Buccaneers quarterback Josh Freeman looked like one of the NFL’s rising stars in 2010, throwing 25 touchdown passes and six interceptions as the Bucs went 10-6. Then he looked like one of the NFL’s biggest disappointments in 2011, throwing 16 touchdown passes and 22 interceptions as the Bucs went 4-12. Freeman’s new coach Greg Schiano says his plan for getting Freeman back on track involves getting him to do less.
“Listening to Josh, I get the sense that he tried to make just a little bit too much happen,” Schiano said on NFL Network after the team opened its offseason program on Monday.
In Schiano’s view, Freeman is too hard on himself, and the new coaching staff will be tasked with making sure the whole offense works, and not simply focusing on getting Freeman back to form.
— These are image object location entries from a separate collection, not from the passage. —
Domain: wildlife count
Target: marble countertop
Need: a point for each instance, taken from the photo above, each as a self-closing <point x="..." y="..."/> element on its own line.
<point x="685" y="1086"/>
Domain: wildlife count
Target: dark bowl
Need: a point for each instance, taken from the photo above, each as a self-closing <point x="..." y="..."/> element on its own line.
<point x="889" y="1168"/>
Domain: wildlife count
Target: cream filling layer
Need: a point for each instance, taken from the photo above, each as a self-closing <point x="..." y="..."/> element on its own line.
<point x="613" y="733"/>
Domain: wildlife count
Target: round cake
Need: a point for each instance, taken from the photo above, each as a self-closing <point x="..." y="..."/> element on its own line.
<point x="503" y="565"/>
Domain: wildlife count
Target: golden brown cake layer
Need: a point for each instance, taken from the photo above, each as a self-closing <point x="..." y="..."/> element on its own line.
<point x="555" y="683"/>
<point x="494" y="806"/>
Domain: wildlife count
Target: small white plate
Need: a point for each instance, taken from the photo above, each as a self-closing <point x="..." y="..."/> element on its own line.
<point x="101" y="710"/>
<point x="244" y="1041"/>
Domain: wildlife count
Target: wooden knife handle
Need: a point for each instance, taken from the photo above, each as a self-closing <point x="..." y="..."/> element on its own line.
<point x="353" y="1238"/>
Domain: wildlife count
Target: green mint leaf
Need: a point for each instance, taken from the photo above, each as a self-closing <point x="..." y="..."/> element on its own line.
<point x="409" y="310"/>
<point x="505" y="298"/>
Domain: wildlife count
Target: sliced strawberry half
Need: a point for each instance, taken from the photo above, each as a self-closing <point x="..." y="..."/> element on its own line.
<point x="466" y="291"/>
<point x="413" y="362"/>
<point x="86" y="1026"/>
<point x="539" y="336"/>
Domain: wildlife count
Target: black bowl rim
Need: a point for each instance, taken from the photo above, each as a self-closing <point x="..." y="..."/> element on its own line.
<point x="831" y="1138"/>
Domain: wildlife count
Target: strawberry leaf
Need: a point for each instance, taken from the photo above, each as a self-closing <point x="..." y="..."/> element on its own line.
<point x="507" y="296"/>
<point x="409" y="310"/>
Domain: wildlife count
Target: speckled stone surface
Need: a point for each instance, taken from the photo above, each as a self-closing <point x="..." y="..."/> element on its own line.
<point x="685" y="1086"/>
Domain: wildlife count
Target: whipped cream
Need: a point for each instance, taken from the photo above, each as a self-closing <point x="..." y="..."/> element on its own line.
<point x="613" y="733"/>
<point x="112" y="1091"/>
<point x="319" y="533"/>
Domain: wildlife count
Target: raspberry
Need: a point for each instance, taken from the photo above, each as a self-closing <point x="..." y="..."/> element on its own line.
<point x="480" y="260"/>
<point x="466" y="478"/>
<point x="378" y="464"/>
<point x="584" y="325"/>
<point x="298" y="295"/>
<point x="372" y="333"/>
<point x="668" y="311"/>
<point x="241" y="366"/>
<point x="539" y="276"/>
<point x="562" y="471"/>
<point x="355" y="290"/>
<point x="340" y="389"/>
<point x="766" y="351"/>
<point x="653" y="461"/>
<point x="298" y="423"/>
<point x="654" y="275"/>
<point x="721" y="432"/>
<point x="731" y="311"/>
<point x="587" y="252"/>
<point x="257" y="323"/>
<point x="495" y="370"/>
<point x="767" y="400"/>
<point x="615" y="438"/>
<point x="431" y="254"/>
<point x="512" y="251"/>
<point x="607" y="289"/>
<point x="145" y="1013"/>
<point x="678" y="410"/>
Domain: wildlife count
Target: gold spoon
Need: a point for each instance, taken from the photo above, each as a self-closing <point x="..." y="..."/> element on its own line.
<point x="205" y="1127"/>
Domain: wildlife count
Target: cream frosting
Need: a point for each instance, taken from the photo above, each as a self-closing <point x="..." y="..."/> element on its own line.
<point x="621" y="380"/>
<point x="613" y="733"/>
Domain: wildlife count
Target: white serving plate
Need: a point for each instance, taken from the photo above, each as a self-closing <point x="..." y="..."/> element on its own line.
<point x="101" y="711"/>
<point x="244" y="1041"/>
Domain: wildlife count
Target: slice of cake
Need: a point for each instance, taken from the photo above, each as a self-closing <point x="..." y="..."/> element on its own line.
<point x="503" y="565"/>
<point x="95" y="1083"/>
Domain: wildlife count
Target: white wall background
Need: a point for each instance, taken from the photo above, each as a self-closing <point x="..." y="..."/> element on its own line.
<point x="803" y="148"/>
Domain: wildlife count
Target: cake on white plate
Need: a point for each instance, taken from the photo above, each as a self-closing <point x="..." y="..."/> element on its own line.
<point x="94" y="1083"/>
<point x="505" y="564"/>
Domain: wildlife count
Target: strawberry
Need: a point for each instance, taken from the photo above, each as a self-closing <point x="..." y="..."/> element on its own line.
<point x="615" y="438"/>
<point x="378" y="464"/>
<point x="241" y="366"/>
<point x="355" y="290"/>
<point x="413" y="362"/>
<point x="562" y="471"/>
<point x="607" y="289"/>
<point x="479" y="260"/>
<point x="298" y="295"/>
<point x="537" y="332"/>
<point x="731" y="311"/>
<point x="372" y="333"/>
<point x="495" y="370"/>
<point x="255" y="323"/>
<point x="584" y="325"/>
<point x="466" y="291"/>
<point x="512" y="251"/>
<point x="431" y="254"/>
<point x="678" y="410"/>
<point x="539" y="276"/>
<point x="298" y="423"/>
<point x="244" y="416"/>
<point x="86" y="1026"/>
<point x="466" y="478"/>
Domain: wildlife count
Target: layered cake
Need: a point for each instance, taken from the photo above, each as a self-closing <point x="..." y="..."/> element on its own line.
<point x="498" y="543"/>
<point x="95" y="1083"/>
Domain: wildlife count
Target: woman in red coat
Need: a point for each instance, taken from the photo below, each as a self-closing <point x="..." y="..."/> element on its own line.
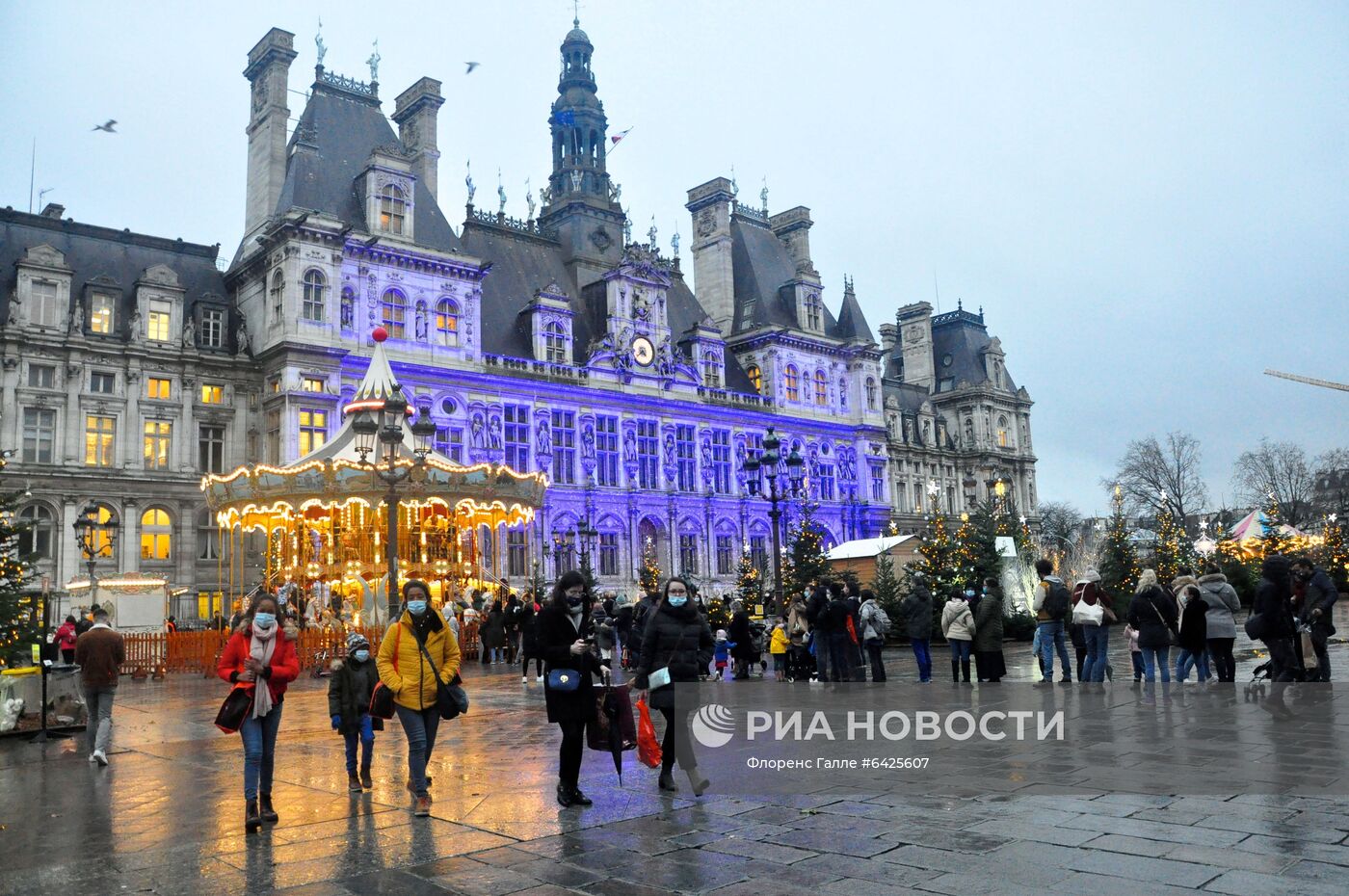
<point x="259" y="649"/>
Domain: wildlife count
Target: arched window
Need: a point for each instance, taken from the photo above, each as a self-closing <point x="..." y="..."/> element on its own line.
<point x="447" y="322"/>
<point x="555" y="343"/>
<point x="314" y="288"/>
<point x="395" y="313"/>
<point x="155" y="535"/>
<point x="393" y="208"/>
<point x="711" y="370"/>
<point x="37" y="539"/>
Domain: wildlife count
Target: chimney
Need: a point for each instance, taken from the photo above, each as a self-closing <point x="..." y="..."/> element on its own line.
<point x="714" y="272"/>
<point x="414" y="111"/>
<point x="269" y="73"/>
<point x="793" y="228"/>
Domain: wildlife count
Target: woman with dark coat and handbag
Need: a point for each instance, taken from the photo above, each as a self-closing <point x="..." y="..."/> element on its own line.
<point x="564" y="633"/>
<point x="678" y="643"/>
<point x="260" y="649"/>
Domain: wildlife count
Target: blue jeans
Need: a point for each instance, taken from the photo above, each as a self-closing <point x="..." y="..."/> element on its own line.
<point x="1051" y="640"/>
<point x="1156" y="659"/>
<point x="259" y="737"/>
<point x="923" y="653"/>
<point x="1098" y="641"/>
<point x="420" y="726"/>
<point x="366" y="734"/>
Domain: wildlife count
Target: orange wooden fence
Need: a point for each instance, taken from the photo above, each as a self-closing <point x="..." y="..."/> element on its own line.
<point x="155" y="652"/>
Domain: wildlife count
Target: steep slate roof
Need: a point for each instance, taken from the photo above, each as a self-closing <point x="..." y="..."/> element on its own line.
<point x="100" y="251"/>
<point x="328" y="150"/>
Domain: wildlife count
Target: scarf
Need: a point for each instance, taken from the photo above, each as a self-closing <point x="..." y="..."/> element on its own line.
<point x="260" y="647"/>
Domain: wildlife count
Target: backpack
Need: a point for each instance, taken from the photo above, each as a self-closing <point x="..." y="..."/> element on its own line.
<point x="1058" y="600"/>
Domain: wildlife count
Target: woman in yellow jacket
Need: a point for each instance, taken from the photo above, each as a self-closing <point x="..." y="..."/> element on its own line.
<point x="405" y="671"/>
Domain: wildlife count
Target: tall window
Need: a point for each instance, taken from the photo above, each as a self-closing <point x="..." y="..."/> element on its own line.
<point x="101" y="317"/>
<point x="393" y="208"/>
<point x="447" y="322"/>
<point x="44" y="312"/>
<point x="158" y="320"/>
<point x="609" y="553"/>
<point x="755" y="377"/>
<point x="395" y="312"/>
<point x="40" y="435"/>
<point x="313" y="430"/>
<point x="684" y="458"/>
<point x="606" y="451"/>
<point x="100" y="434"/>
<point x="688" y="553"/>
<point x="722" y="461"/>
<point x="316" y="286"/>
<point x="158" y="443"/>
<point x="37" y="539"/>
<point x="648" y="445"/>
<point x="724" y="555"/>
<point x="555" y="344"/>
<point x="213" y="329"/>
<point x="564" y="447"/>
<point x="211" y="448"/>
<point x="155" y="535"/>
<point x="516" y="436"/>
<point x="711" y="370"/>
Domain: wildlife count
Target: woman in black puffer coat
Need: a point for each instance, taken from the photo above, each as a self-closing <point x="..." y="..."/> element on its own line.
<point x="678" y="639"/>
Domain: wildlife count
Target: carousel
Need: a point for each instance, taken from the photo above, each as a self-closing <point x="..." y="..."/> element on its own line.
<point x="323" y="522"/>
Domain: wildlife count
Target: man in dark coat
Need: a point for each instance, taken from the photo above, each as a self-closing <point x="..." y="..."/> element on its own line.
<point x="1318" y="600"/>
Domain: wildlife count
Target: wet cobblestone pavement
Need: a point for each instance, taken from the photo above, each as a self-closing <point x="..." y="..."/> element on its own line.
<point x="166" y="817"/>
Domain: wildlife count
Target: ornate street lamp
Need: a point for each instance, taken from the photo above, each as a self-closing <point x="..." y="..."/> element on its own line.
<point x="769" y="488"/>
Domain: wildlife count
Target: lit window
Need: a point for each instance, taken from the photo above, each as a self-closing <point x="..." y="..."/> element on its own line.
<point x="155" y="535"/>
<point x="447" y="322"/>
<point x="159" y="319"/>
<point x="313" y="430"/>
<point x="314" y="285"/>
<point x="158" y="441"/>
<point x="101" y="315"/>
<point x="393" y="208"/>
<point x="395" y="312"/>
<point x="98" y="437"/>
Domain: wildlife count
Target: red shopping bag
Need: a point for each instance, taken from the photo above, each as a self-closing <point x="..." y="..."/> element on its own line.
<point x="648" y="747"/>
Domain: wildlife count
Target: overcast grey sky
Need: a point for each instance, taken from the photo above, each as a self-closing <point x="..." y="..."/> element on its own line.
<point x="1147" y="198"/>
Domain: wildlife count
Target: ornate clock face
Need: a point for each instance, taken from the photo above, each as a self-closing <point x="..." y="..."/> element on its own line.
<point x="643" y="351"/>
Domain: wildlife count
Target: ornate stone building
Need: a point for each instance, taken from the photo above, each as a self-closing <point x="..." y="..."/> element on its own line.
<point x="555" y="343"/>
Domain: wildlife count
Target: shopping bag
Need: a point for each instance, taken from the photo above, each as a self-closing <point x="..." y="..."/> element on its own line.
<point x="648" y="747"/>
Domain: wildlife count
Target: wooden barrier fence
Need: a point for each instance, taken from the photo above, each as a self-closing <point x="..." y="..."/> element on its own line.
<point x="161" y="652"/>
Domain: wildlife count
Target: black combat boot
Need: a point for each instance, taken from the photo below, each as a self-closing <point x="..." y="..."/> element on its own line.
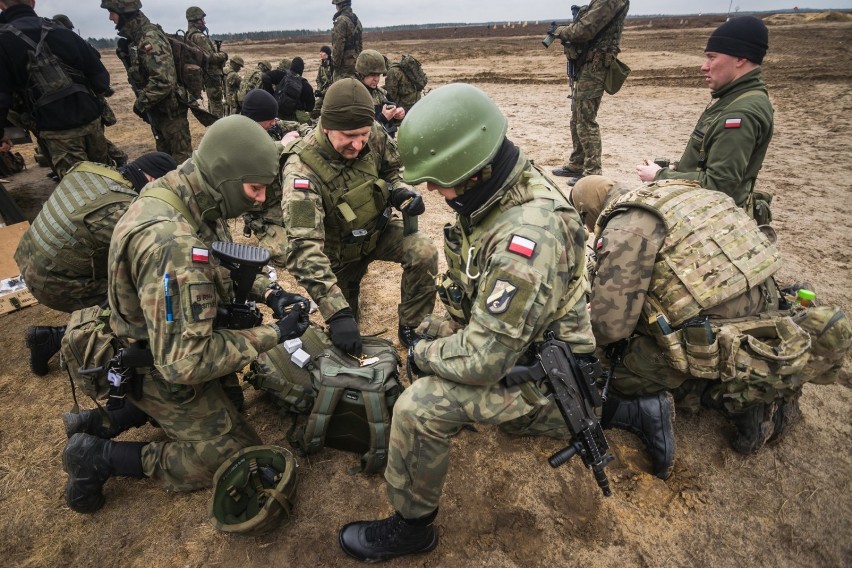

“I don’t think that’s fair — I think that’s a guy that’s putting the brunt of the blame on his own shoulders,” Schiano said. “There were a lot of breakdowns, things that he had no control over. At the end of the day, we’re going to start from scratch. We have a new system, new coaches, new people, and we’re just going to try to build from ground zero, build it up and see where we can go with it.”
A big part of that offensive improvement will be a better running game, which might include drafting Alabama’s Trent Richardson. But Schiano also spoke highly of running back LeGarrette Blount, even though he had put Blount on notice about fumbling, and even though Blount chose not to attend the first day of the Bucs’ voluntary offseason program.
Ultimately, Schiano said, Monday’s first team meeting was about making sure the players know what their new coach expects of them.
“We’re just trying to get them to understand what we expect,” Schiano said. “Most frustration comes from people not being clear what the expectations are.”
And Schiano expects Freeman to get better without trying to do too much.